Because the ores processed vary widely in terms of iron to nickel ratios, it is probably more accurate to classify these plants according to their iron recovery: Falcondo and Cerro Matoso recover only 15 to 30% of the iron in their ores, while SLN and the Japanese recover 45 to 65%.
Lower reductions generally imply higher Ni slag losses and lower Ni and Fe recoveries.  But the advantages are lower power and reductant requirements (and thus higher throughputs in equally sized furnaces), smaller furnace off-gas volumes, and lower refining and product transportation costs.  It also eliminates the high metal superheats and the carbon boil and silicon reversion problems experienced at high reductions.
Can both camps be right or is there an economically optimum ferronickel grade for a given ore? This paper proposes a methodology for determining this optimum. Complete smelter balances are developed for a range of ferronickel grades, using appropriate correlations for the variations in slag losses, ferronickel impurity levels and reductant usage.  Differential capital and operating costs are calculated for each case.  Finally, differential net present values (DNPV) are calculated, taking into account the expected ramp-up schedule and major shut-downs during the first 20 years of operation.
The conclusion is that iron credits are the major factor directing the selection of the ferronickel grade.  For a medium-size plant smelting a conventional saprolite at 2.4% Ni and a Fe/Ni ratio of ~5 in a 45 MW furnace, the economically optimum ferronickel grade is around 35% for iron credits of <$300 per tonne of iron.  It is only for credits of >$400 that the economic optimum shifts to lower grades below 25% (see figure).  Because iron credits (if any) are typically significantly less than $200 per tonne, it is clear that the higher ferronickel grades should be favoured.  None of the other factors investigated (LME price, ore costs, transportation costs, reductant prices, discount rate) change this conclusion.  Only if the smelter is limited in the amount of calcine it can supply to its furnace is the inflection point moved to lower iron credits of $100 per tonne.

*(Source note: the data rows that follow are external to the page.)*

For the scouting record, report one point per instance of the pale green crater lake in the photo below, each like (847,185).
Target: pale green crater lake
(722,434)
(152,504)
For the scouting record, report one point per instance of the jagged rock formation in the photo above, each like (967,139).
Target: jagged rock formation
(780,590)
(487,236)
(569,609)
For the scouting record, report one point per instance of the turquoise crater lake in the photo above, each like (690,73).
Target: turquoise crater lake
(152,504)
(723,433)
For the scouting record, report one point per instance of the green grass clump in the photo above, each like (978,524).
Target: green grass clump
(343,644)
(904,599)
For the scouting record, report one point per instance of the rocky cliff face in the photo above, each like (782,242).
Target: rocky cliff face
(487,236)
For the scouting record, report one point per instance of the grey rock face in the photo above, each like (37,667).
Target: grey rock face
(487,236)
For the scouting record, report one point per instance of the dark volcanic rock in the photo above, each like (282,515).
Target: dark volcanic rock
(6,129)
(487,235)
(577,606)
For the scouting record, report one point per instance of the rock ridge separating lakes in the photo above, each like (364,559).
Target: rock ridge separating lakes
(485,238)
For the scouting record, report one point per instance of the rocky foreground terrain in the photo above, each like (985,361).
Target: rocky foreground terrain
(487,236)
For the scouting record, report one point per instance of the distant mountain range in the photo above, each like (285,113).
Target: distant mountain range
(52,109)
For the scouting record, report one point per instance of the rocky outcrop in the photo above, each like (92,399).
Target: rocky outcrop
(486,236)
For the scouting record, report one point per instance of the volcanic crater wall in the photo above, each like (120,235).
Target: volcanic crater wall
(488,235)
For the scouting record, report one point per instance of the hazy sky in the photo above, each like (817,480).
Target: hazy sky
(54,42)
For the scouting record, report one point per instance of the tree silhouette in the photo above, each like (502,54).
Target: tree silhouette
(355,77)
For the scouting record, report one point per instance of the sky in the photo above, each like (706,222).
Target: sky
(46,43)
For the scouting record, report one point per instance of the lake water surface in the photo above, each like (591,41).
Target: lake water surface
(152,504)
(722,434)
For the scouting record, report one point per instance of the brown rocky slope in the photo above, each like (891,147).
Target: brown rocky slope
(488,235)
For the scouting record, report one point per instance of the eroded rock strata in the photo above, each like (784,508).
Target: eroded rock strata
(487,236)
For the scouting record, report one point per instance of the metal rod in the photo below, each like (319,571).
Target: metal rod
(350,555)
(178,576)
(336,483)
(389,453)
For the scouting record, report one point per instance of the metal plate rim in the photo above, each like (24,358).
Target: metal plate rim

Neither do metallurgical considerations override the economic conclusions.  For example, for the ore quoted above, production of a 35% ferronickel requires reduction of 35% of the iron.  The C, Cr and Si concentrations estimated at this reduction potential are about 0.2% each.  At these low levels, carbon boils and silicon reversions cannot occur, thus avoiding a problem that often plagues smelters that target higher reductions.
Of course, every ore and every location is different.  But the authors have yet to see a project for which the conclusions are substantially different. Producers and customers should thus recognize the extra cost of producing lower ferronickel grades.